I stumbled across a surprising (to me) fact.

console.log("asdf".replace(/.*/g, "x"));

Why two replacements? It seems any non-empty string without newlines will produce exactly two replacements for this pattern. Using a replacement function, I can see that the first replacement is for the entire string, and the second is for an empty string.

Javascript Solutions


Solution 1 - Javascript

As per the ECMA-262 standard, String.prototype.replace calls RegExp.prototype[@@replace], which says:

11. Repeat, while done is false
  a. Let result be ? RegExpExec(rx, S).
  b. If result is null, set done to true.
  c. Else result is not null,
    i. Append result to the end of results.
    ii. If global is false, set done to true.
    iii. Else,
      1. Let matchStr be ? ToString(? Get(result, "0")).
      2. If matchStr is the empty String, then
        a. Let thisIndex be ? ToLength(? Get(rx, "lastIndex")).
        b. Let nextIndex be AdvanceStringIndex(S, thisIndex, fullUnicode).
        c. Perform ? Set(rx, "lastIndex", nextIndex, true).

where rx is /.*/g and S is 'asdf'.

See 11.c.iii.2.b: > b. Let nextIndex be AdvanceStringIndex(S, thisIndex, fullUnicode).

Therefore in 'asdf'.replace(/.*/g, 'x') it is actually:

  1. result (undefined), results = [], lastIndex = 0
  2. result = 'asdf', results = [ 'asdf' ], lastIndex = 4
  3. result = '', results = [ 'asdf', '' ], lastIndex = 4, AdvanceStringIndex, set lastIndex to 5
  4. result = null, results = [ 'asdf', '' ], return

Therefore there are 2 matches.

Solution 2 - Javascript

Together in an offline chat with yawkat, we found an intuitive way of seeing why "abcd".replace(/.*/g, "x") exactly produces two matches. Note that we haven't checked whether it completely equals the semantics imposed by the ECMAScript standard, hence just take it as a rule of thumb.

Rules of Thumb
  • Consider the matches as a list of tuples (matchStr, matchIndex) in chronological order that indicate which string parts and indices of the input string have already been eaten up.
  • This list is continuously built up starting from the left of the input string for the regex.
  • Parts already eaten up cannot be matched anymore
  • Replacement is done at indices given by matchIndex overwriting the substring matchStr at that position. If matchStr = "", then the "replacement" is effectively insertion.

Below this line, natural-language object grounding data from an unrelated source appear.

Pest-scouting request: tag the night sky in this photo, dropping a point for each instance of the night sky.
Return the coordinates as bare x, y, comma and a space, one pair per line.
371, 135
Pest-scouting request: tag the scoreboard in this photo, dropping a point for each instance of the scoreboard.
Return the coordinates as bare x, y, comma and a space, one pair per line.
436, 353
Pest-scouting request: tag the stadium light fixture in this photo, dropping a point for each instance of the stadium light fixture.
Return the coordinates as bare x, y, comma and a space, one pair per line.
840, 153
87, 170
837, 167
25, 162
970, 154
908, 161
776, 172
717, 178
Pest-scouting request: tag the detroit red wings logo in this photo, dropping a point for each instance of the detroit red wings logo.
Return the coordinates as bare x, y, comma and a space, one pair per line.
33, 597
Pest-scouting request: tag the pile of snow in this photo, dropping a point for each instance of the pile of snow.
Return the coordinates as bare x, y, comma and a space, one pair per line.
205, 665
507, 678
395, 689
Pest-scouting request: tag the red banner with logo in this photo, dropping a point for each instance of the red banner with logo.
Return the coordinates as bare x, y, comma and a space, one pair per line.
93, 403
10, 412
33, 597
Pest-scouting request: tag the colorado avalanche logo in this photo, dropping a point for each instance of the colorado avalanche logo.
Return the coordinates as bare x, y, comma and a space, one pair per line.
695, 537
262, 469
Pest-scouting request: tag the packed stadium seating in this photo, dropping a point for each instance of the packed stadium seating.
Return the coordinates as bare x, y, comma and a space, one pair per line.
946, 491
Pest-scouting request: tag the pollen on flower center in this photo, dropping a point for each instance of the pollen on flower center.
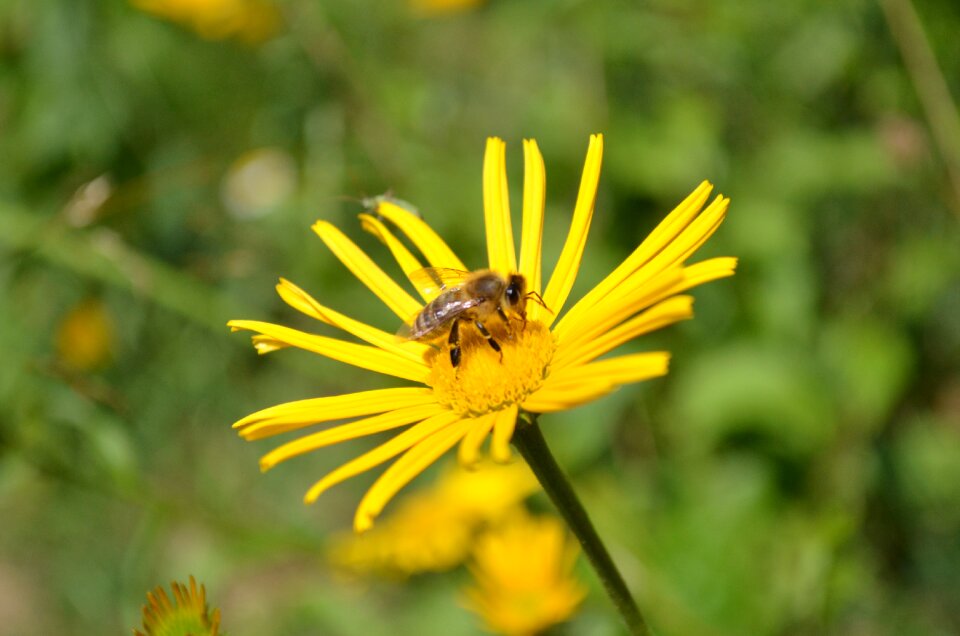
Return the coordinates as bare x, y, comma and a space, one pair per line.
483, 382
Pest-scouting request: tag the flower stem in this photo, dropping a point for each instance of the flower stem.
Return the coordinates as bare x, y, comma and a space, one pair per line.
533, 447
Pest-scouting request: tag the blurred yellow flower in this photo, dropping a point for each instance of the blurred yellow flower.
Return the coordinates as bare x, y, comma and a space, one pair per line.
84, 338
186, 615
250, 21
523, 572
431, 8
547, 365
433, 530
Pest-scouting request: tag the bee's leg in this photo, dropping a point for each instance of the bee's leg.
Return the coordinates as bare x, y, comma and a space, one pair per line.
486, 334
504, 318
454, 341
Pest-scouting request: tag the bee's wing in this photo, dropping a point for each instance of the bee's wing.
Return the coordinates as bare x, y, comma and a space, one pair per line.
441, 317
430, 281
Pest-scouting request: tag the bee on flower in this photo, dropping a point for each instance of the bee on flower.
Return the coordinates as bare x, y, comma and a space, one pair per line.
479, 354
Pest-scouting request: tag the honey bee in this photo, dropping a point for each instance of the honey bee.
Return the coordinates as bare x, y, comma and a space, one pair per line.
471, 297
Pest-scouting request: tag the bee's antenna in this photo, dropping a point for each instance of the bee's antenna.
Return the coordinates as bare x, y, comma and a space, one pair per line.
539, 300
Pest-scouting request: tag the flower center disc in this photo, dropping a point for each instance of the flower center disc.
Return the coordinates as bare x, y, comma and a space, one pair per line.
482, 382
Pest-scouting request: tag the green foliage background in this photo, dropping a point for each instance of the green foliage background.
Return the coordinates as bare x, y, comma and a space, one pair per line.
798, 472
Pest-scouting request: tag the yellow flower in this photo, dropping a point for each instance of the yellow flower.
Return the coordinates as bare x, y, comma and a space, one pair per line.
547, 365
85, 336
251, 21
186, 615
433, 530
524, 576
431, 8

Formally, the act of matching and replacement is described as a loop as seen in the other answer.

Easy Examples
  1. "abcd".replace(/.*/g, "x") outputs "xx":
  • The match list is [("abcd", 0), ("", 4)]

    Notably, it does not include the following matches one could have thought of for the following reasons:

    • ("a", 0), ("ab", 0): the quantifier * is greedy
    • ("b", 1), ("bc", 1): due to the previous match ("abcd", 0), the strings "b" and "bc" are already eaten up
    • ("", 4), ("", 4) (i.e. twice): the index position 4 is already eaten up by the first apparent match
  • Hence, the replacement string "x" replaces the found match strings exactly at those positions: at position 0 it replaces the string "abcd" and at position 4 it replaces "".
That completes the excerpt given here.